忍び寄るTSMCの影、Samsungが踏み出した「2nm」という未来への一歩
韓国メディアNewDailyが報じたところによると、Samsungは2026年初頭に発売が見込まれる「Galaxy S26」シリーズへの搭載を目指し、Exynos 2600チップの試作品量産に着手したとのことだ。 このチップの最大の特徴は、Samsungが世界に先駆けて開発を進める「2nm GAA(Gate-All-Around)」プロセスで製造される点にある。

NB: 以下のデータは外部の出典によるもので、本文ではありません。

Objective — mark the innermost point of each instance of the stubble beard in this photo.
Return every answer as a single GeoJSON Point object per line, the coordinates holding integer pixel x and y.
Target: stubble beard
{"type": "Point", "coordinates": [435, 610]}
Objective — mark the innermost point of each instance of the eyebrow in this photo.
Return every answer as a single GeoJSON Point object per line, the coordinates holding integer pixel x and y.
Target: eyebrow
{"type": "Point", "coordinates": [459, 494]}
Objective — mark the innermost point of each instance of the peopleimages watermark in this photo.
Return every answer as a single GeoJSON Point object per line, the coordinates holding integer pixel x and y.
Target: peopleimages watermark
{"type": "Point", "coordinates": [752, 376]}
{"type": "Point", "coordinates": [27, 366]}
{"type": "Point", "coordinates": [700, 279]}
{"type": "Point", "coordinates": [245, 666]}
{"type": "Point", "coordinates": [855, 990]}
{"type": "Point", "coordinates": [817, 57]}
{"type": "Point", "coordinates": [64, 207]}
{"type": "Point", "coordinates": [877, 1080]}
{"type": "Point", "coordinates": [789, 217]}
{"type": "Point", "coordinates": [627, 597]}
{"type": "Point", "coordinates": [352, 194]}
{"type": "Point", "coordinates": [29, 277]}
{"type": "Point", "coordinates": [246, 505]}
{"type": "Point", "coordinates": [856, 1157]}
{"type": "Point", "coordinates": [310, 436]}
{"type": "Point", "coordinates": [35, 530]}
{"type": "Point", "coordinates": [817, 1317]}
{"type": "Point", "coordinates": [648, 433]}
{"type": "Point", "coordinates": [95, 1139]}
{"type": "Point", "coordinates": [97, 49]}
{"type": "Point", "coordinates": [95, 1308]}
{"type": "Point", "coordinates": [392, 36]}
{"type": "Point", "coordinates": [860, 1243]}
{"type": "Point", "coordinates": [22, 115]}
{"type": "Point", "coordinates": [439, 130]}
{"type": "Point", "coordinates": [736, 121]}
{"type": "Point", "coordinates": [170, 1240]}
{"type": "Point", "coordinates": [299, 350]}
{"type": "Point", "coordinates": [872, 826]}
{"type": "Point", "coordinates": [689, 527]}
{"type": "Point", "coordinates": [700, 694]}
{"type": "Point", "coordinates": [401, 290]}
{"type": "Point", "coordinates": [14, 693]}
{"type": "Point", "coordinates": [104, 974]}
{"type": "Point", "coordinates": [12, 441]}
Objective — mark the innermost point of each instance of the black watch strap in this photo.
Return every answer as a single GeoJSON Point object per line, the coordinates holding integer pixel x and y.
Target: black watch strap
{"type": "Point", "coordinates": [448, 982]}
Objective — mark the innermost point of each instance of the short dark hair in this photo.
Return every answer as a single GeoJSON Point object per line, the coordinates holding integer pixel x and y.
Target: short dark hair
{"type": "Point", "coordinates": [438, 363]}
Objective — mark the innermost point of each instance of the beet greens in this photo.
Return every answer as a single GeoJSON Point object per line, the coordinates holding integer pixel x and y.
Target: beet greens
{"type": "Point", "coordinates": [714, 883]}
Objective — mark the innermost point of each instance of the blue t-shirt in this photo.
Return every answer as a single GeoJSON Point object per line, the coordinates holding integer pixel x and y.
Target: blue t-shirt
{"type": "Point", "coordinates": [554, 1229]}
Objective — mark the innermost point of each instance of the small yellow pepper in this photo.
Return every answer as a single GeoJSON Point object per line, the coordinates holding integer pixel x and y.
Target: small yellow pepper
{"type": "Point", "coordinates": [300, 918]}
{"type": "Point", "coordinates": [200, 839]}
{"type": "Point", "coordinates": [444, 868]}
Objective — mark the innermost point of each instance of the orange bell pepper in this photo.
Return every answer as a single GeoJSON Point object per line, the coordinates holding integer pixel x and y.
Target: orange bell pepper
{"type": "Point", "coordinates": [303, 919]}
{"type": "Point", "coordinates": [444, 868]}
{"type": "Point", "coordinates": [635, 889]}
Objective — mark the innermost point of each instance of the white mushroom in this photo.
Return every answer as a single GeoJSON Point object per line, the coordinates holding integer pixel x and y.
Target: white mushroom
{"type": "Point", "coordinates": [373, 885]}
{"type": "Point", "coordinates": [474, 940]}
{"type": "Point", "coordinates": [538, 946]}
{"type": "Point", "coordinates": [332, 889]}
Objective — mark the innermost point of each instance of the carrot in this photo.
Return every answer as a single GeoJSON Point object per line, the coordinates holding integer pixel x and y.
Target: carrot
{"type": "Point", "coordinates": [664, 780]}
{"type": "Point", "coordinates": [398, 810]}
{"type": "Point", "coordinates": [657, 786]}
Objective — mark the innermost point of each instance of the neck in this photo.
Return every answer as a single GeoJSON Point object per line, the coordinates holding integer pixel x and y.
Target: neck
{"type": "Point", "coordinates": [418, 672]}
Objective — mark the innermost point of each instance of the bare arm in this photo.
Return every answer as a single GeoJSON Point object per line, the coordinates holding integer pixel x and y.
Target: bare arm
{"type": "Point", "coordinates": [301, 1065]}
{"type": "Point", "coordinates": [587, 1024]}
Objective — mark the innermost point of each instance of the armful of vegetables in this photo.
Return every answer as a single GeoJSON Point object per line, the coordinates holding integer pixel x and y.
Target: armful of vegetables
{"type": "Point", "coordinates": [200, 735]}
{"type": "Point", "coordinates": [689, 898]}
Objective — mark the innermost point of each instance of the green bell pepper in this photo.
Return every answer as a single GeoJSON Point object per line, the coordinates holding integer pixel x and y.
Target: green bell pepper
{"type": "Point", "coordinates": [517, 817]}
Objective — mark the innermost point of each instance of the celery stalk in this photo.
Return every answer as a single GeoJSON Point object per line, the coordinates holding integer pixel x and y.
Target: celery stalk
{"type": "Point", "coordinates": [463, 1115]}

半導体における「nm(ナノメートル)」は回路線幅を示し、この数値が小さいほど、より多くのトランジスタをチップに集積でき、性能向上と消費電力削減を実現できる。 現在の最先端が3nmである中、2nmプロセスは次世代の覇権を握るための重要な技術だ。
今回の「試作品量産」は、開発プロセスにおける重要なマイルストーンである。 韓国の報道によれば、これは初期の試験生産を終え、本格的な量産を見据えてウェハーの投入量を増やし、設計の検証や機能テストを行う段階だ。 この後には「リスク生産(Risk Production)」と呼ばれる、品質や歩留まりを最終評価するための少量生産段階が控えており、Samsungは年内のリスク生産開始を内部目標に掲げているという。 このスケジュールが順調に進めば、Galaxy S26の発売(例年2月頃)に先駆け、2〜3ヶ月前には本格的な量産体制に移行する見通しだ。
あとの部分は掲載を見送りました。